2

I am using polynomial regression to predict mean occupancy in a hospital unit using average length of stay (LOS) and arrival rate to the unit. I am using different percentages of training sets to train the model and 5 fold cross validation to pick the best model. For each percent of training set, the model is trained 20 different times. The final models are then used to make predictions on the test set. However, when I obtain the results of the 20 runs, the "average LOS" coefficients are highly variable (in magnitude and opposite signs) from one model to the other. Is there a way to 'quantify' this coefficient variability? or is there a way to measure 'model stability'?

Statwonder
  • 31
  • 4
  • No point doing train/test/validation splits for polynomial regression. This is a "smooth" function (unlike regression trees) so you're better off using all the data to fit your model, and make use of model averaging techniques – probabilityislogic Jul 08 '18 at 02:21

2 Answers2

3

Yes, there is. In a recent paper we present a framework for doing exactly what you describe.

The procedure is implemented in the R package stablelearner which you can find here stablelearner package.

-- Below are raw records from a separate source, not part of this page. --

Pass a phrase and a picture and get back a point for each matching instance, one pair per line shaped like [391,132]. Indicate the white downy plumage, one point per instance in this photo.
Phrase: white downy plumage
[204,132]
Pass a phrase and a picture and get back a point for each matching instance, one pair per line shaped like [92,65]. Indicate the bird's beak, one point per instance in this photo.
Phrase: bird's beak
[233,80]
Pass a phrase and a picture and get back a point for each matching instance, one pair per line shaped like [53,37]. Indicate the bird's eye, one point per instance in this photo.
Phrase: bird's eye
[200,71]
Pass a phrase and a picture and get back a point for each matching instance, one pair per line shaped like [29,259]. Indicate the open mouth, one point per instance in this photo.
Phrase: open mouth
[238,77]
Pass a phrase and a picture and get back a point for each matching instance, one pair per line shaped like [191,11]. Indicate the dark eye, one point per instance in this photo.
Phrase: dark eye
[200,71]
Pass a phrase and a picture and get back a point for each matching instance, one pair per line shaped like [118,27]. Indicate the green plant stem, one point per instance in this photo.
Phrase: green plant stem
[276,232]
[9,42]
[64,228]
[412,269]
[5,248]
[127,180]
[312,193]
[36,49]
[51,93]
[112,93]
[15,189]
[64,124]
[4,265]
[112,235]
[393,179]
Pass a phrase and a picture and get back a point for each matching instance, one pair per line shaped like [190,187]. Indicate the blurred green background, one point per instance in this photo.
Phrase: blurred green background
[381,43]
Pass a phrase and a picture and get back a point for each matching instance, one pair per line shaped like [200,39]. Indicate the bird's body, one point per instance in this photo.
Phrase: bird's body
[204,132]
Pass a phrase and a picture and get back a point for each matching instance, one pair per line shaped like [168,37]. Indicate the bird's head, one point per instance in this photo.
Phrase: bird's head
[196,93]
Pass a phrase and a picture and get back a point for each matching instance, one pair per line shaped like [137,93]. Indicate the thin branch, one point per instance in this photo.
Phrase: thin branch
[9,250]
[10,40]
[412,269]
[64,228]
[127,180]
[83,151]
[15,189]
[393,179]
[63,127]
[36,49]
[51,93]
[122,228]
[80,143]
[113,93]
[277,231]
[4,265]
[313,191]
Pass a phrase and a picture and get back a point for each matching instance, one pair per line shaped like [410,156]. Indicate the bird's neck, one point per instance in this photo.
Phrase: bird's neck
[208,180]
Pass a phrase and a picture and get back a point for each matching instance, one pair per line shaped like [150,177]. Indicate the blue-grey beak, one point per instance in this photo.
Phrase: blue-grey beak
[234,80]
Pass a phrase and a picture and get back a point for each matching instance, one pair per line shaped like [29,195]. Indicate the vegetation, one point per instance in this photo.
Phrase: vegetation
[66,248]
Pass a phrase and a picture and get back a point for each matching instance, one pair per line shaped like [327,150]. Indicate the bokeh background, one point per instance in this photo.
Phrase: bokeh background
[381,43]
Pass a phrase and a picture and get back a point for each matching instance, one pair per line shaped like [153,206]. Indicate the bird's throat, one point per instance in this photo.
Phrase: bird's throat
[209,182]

The basic idea is to use a resampling strategy that generates pairs of learning samples that do not overlap overly much and an evaluation set that does not overlap with the learning samples. Then the model in question is fitted to each of the learning samples and based on both estimated models a pair of predictions (one from estimated model 1, one form estimated model 2) are generated for the evaluation data. For the prediction pairs a similarity measure gets calculated and aggregated over all data in the evaluation set. This is repeated B times and a summary statistic or the whole "stability distribution" is used to gauge the stability. In the paper, a 0.9*Bootstrap resampling with out-of-bag evaluation is recommended.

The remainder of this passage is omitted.